Benchmarking scientific machine-learning approaches for flow prediction around complex geometries

Geometric representation

We evaluate two geometric representations: SDF and binary masks. SDFs are a scalar field indicating the shortest distance from each point in the prediction domain to the object’s boundary. The signed distance field represents the shortest distance from a given point in space to the surface of a geometric shape. It takes negative values inside the object, positive values outside the object, and zero values on the boundary surface. In contrast, the binary mask represents geometry as a binary field, with 0 inside the object and 1 outside, offering a more straightforward, less informative structure regarding relative distances to the boundary layer. An example of the SDF and binary mask for three sample geometries from our dataset is shown in Fig. 2. We aim to assess whether there is added value in using a continuous representation of distance from object boundary versus a simple binary mask on capturing fluid behavior around objects.

**Fig. 2: Comparison of geometry representations for different geometries.**

To quantitatively evaluate the impact of geometric representation on the performance of the SciML model, we utilize a unified scoring scale. This scale presents error metrics in an understandable range between 0 and 100. A score of 0 indicates the least favorable outcome, where the models predict zero across all fields, and a score of 100 corresponds to model predictions that align with the high precision of computational fluid dynamics (CFD) simulations.
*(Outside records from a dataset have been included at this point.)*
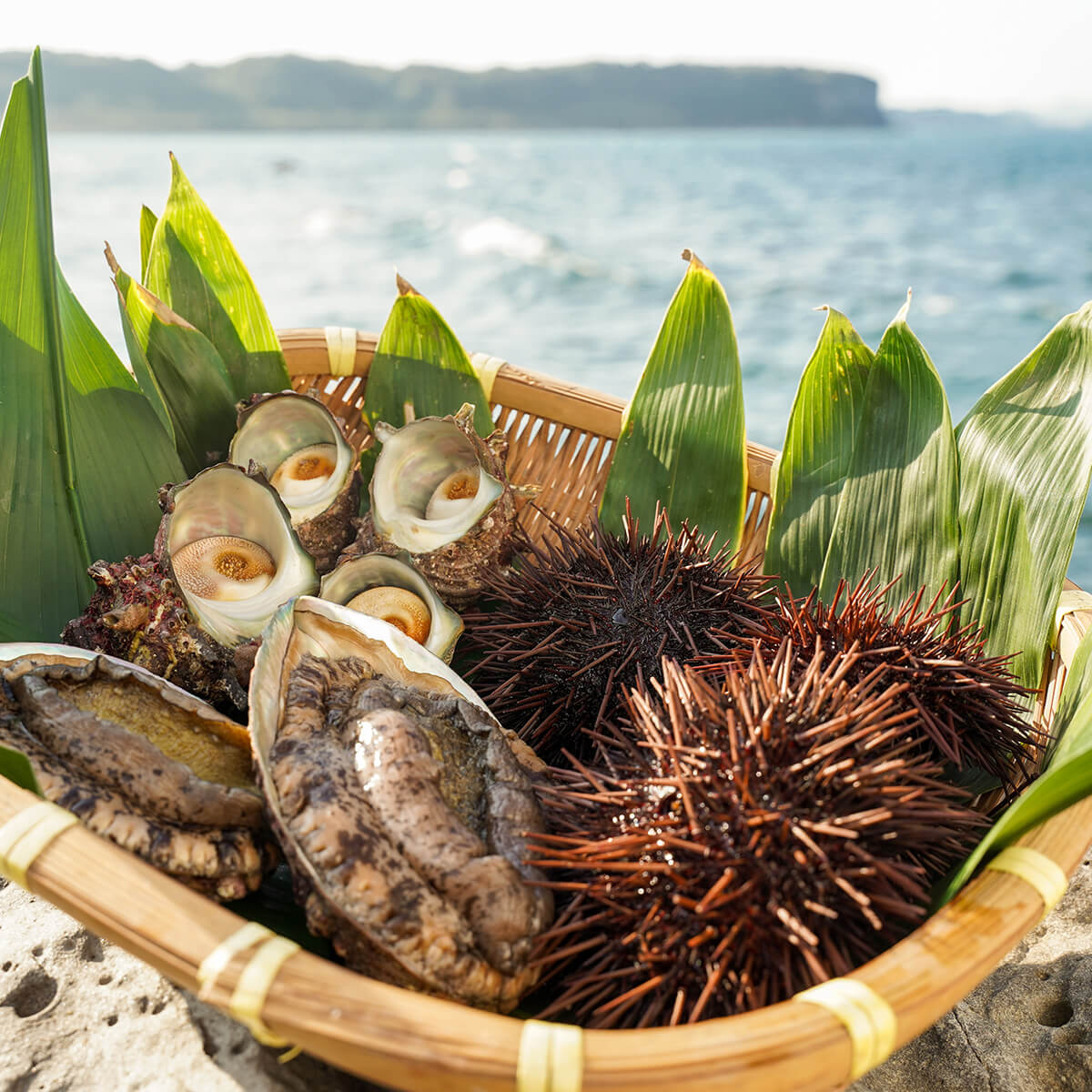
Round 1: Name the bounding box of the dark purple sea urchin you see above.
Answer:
[464,512,771,761]
[533,642,983,1027]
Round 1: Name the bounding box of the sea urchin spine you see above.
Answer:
[533,642,983,1027]
[464,511,771,761]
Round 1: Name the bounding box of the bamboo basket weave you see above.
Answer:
[0,328,1092,1092]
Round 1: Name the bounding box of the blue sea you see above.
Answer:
[50,121,1092,589]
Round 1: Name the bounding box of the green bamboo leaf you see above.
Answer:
[0,747,45,796]
[0,50,181,640]
[364,277,493,436]
[938,630,1092,905]
[600,250,747,548]
[105,244,178,451]
[107,250,236,477]
[819,296,959,605]
[144,155,290,399]
[763,308,874,593]
[956,302,1092,687]
[140,206,158,280]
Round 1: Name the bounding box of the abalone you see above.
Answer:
[0,645,277,900]
[250,596,552,1010]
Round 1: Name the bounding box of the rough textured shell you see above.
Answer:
[157,463,318,646]
[250,596,551,1009]
[228,391,360,572]
[318,553,463,662]
[0,645,273,899]
[61,553,252,711]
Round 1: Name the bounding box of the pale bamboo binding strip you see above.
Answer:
[197,922,301,1061]
[793,978,897,1081]
[515,1020,584,1092]
[986,845,1069,917]
[0,801,80,888]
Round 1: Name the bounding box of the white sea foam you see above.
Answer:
[457,217,551,262]
[448,141,477,166]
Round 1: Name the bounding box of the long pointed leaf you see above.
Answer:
[763,309,874,593]
[820,298,959,605]
[364,277,493,436]
[0,51,181,640]
[0,747,43,796]
[56,268,185,561]
[956,302,1092,687]
[600,250,747,548]
[140,206,158,282]
[144,157,289,399]
[111,256,236,477]
[939,630,1092,903]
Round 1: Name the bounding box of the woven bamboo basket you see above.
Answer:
[0,328,1092,1092]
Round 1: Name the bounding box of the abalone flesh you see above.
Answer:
[250,596,552,1010]
[0,645,275,900]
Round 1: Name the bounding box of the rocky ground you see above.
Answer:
[0,858,1092,1092]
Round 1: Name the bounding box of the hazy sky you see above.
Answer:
[8,0,1092,119]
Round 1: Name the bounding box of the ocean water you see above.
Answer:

We assess the effect of geometry representation on SciML prediction error. The dataset, consisting of 3000 samples, is randomly divided into an 80-20 train/test split. The test dataset, containing 600 samples, is held constant across all experiments to ensure consistent evaluation of model performance. As shown in Fig. 3, scOT-T, poseidon-T, and CNO achieve higher scores with the mask representation, while other neural operators tend to perform better with the SDF. Additionally, Tables 1, 2 show that scOT and Poseidon models outperform the other neural operators by roughly an order of magnitude. Sample field predictions and error comparisons between SDF and mask representations for the velocity in the y-direction of a random test sample are displayed in Fig. S.1. The error plot indicates that the mask representation produces lower error for the poseidon-T and CNO models, whereas the SDF yields lower error for the geometric-DeepONet model. This difference suggests that scOT, Poseidon, and CNO models benefit from the sharpness of the binary mask, while other neural operators perform better when using the continuous boundary information provided by the SDF. This observation is not intuitive as SDF is a richer field that provides information on how close the object boundary is versus simple in/out information through the binary mask.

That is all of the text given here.